Social affairs ministry inspectors may have been given more money and staff but have actually taken fewer cases of worker exploitation to court and handed out fewer fines, the national audit office said on Wednesday, in a review of the inspectorate’s performance.
The review covers the period 2016 to 2020, during which the cabinet started a special programme to combat human trafficking and put millions of euros into tracking down people who were being forced into work.
The number of reports of criminal exploitation have gone up considerably, reaching 160 in 2020. But fewer cases are being investigated. In 2016, 25% of the reports resulted in an investigation, in 2019 just 4%. Last year, 10% of the reports were looked into.
‘Perpetrators go unpunished and victims are not given help,’ Ewout Irrgang, a member of the audit office, told RTL Nieuws.
‘We are extremely limited by the legislation,’ a spokesman for the inspectorate told broadcaster NOS. ‘The definition of labour exploitation must be taken wider.
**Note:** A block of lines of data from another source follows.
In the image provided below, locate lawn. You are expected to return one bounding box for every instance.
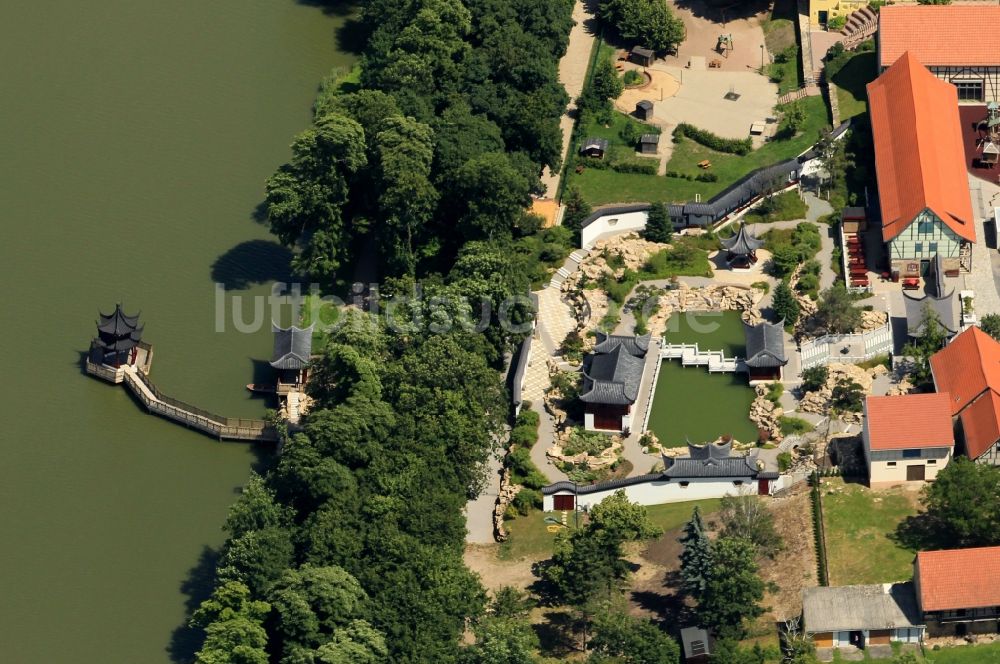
[500,498,721,560]
[924,642,1000,664]
[570,97,829,205]
[831,51,877,121]
[743,191,806,224]
[823,479,917,586]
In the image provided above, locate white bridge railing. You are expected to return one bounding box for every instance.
[660,344,747,373]
[799,323,892,369]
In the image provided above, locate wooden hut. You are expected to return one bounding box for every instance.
[580,137,608,159]
[639,134,660,154]
[629,46,656,67]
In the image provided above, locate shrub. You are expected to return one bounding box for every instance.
[510,488,542,516]
[622,69,645,85]
[563,429,611,456]
[611,159,660,175]
[778,415,813,436]
[802,364,830,392]
[674,122,753,155]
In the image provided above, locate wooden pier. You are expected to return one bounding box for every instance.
[86,343,278,442]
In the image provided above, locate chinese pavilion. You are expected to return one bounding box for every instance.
[721,224,764,269]
[90,304,142,368]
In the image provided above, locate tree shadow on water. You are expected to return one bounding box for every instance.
[212,240,292,290]
[167,546,219,664]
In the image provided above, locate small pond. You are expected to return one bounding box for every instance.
[663,311,746,357]
[649,311,757,447]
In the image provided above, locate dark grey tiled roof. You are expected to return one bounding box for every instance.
[743,321,788,369]
[594,332,653,357]
[580,343,646,406]
[802,580,922,634]
[271,325,313,369]
[542,445,778,496]
[720,224,764,256]
[580,137,608,152]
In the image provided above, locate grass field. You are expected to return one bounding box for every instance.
[832,51,876,121]
[500,498,721,560]
[823,479,917,586]
[924,642,1000,664]
[569,97,829,205]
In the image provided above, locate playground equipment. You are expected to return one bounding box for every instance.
[976,101,1000,168]
[715,33,733,58]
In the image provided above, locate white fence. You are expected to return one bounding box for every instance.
[799,323,892,369]
[660,344,746,373]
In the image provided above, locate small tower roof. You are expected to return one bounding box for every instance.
[720,224,764,256]
[271,324,313,370]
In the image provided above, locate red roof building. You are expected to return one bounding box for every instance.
[930,327,1000,465]
[913,546,1000,636]
[868,52,976,277]
[861,393,955,488]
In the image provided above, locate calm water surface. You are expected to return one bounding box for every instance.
[0,0,350,663]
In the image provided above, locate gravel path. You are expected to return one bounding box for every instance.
[542,0,597,198]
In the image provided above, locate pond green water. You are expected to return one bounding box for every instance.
[649,360,757,447]
[0,0,351,664]
[663,311,746,357]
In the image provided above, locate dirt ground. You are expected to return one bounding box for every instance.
[629,484,817,622]
[665,0,768,71]
[465,544,537,591]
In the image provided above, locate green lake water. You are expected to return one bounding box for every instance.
[663,311,746,357]
[649,311,757,447]
[0,0,352,664]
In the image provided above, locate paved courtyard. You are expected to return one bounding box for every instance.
[651,62,778,138]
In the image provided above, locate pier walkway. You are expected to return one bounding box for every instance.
[86,360,278,442]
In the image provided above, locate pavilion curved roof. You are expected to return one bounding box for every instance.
[719,224,764,256]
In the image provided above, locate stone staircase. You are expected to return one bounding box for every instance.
[840,7,878,50]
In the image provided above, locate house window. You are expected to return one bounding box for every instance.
[952,80,983,101]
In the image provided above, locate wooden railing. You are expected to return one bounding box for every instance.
[125,367,278,441]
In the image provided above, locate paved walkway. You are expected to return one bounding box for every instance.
[465,456,503,544]
[962,175,1000,318]
[542,0,597,198]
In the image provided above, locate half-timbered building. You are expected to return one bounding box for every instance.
[877,5,1000,104]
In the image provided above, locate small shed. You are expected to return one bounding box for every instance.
[580,137,608,159]
[681,627,712,664]
[635,99,653,120]
[639,134,660,154]
[629,46,656,67]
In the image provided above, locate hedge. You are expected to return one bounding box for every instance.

Now it only counts if, say, someone’s passport has been taken off them or if they are not allowed to leave a given area. But paying them €5 an hour does not count.’
Inspectors have also tried to tackle problems using administrative law, and upped the number of inspectors from four to 10, RTL Nieuws said. This resulted in more cases being identified but not more fines.
‘If you fine a [jobs agency] they go bankrupt on the Monday and set up a new company on the Wednesday,’ a spokesman for the inspectorate said. ‘Administrative law is not as much of a deterrent as criminal law.’
MPs have also called for a change in the legislation and on Tuesday voted in favour of a motion to look into widening the definition of labour exploitation. The social affairs ministry has indicated this is an option but that it will be up to the next cabinet to do so.
Edwin Atema, from the FNV trade union federation, told RTL that he has seen lorry drivers crying because they are so desperate. Many workers, he said, do not dare to complain about their situation.
Earlier this month, nine Filipino lorry drivers who were forced to drive for more hours than legally permitted, and paid less than official rates, were told by the public prosecution office they could not take their employer to court for exploiting them because of a lack of evidence.